My biggest fear is speaking in front of an audience.
The feeling of having several pairs of eyes looking at my direction,watching every single of my movements and making their own judgement towards my gestures and attitude is nerve-wrecking.
Every change of expressions affects how well I can stand there and teach. Happy and looking-forward faces encouraged me to be cheerful and do a better job, decrease the anxiety and gives me the sense of comfort. However, a stoic and poker face with full of thoughts eyes heighten the anxiety, open the spaces for me to over-think as I teach and increased my fidget-tings.
The best moment is when you see them change from poker face to an encouraging expressions. The worst of them all is when you see their expressions are changing from a smiley face to a wrinkled forehead.
You know you have done something wrong but you don’t know what it is or how to correct it or it has been too late to fix the problem.
As I stood in front of my friends, my hands and feet were cold, I was sweating, and my heart beats relentlessly. My stomach was churning and I was stuttering as I speak. I was sure that I looked awful in front. I stated it in my teaching reflection, expressing my lack of confidence.
However, I was complimented for showing a confident outlook in front of my students during the next macro-teaching that I had. I was very surprised to get the compliments especially since it came from different people including my lecturer and my friends. It was the best compliment I have ever received in these 23 years of life I’ve lived. It was a big favor they have done to me, a socially awkward individual. In fact, I have received nothing else but compliments from them after my teaching and it certainly boosted my self-confidence. It was unexpected but heart-warming.

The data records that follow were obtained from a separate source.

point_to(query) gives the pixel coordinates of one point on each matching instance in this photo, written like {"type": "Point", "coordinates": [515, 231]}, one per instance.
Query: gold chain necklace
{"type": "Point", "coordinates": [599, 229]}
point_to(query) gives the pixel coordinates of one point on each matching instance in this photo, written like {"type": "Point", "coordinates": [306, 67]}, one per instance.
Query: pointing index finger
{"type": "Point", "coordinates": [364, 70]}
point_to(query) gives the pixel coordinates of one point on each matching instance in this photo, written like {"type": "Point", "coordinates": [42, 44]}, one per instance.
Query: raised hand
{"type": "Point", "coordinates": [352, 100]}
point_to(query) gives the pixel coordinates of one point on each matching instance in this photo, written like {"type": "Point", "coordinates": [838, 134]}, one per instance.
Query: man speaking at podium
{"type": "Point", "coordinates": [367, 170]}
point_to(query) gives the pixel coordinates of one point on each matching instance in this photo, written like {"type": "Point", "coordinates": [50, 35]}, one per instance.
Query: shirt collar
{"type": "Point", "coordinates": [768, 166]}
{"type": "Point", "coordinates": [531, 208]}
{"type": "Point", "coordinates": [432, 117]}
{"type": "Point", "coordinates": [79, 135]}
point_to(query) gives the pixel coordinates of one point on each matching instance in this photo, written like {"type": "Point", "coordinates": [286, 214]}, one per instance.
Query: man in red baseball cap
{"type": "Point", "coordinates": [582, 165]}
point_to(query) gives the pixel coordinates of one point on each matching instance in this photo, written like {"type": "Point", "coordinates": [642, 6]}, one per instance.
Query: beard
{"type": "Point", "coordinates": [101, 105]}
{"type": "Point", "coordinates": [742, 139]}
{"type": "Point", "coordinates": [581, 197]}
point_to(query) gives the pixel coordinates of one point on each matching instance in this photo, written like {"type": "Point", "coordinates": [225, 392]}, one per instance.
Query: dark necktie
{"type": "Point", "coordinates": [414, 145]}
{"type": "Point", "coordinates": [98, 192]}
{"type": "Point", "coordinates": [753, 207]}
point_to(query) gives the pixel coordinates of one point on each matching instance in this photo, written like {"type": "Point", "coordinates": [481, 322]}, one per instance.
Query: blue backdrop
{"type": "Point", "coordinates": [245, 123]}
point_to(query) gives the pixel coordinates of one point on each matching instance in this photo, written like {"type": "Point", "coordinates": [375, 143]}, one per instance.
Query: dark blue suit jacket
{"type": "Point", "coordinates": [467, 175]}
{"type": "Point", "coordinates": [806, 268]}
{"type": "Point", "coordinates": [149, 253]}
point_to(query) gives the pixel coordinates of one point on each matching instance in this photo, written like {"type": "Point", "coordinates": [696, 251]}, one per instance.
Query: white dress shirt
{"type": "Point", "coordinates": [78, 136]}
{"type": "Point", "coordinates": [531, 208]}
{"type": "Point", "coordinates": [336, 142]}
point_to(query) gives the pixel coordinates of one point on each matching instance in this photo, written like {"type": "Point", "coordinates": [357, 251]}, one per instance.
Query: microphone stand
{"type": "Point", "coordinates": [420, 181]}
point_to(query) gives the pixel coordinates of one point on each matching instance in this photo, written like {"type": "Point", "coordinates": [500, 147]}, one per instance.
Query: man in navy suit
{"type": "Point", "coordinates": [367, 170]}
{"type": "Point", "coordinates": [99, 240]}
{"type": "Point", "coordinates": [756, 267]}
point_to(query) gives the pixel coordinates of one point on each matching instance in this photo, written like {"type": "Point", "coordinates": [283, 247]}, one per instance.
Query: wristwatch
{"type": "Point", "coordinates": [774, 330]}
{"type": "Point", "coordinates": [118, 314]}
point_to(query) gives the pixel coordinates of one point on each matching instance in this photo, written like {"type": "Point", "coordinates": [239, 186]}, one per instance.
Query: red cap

Talk about unexpected, I really did not expect that I will be a smiley kind of teacher. In daily basis, I do not smile much to people, especially if I am not familiar with the people. I do not smile when I am anxious as well but unexpectedly, I can teach with a wide smile on. Is it because I was teaching my friends, people who are familiar to me and combined with the feeling of awkwardness and embarrassment, I could not help myself but to smile? I will not know the answer until I actually teach real students and see it for myself.
Now that I think about it, we never really knows who we really are. Sometimes, we underestimate ourselves too much that we cannot see our real potential. Sometimes, we surprised ourselves when we completed a task we thought we can never do. Maybe all this while I can actually speak in front of a crowd but I let myself lose to my fear and sustain myself from trying out new things.
In fact, I have been changing myself bit by bit for the better nowadays, not only as preparation to become a teacher but as a better person as a whole. The biggest accomplishment I have ever made is certainly eating vegetables. I HATE vegetables so much. I never remember myself eating vegetables happily since I was little.
During the process of liking vegetables, I had to eat them with other food such as hiding it under the rice and eat them together. Now, I can have them without the accompany of other food. It is certainly a huge progress for me. My resolution is finally checked after many years have past.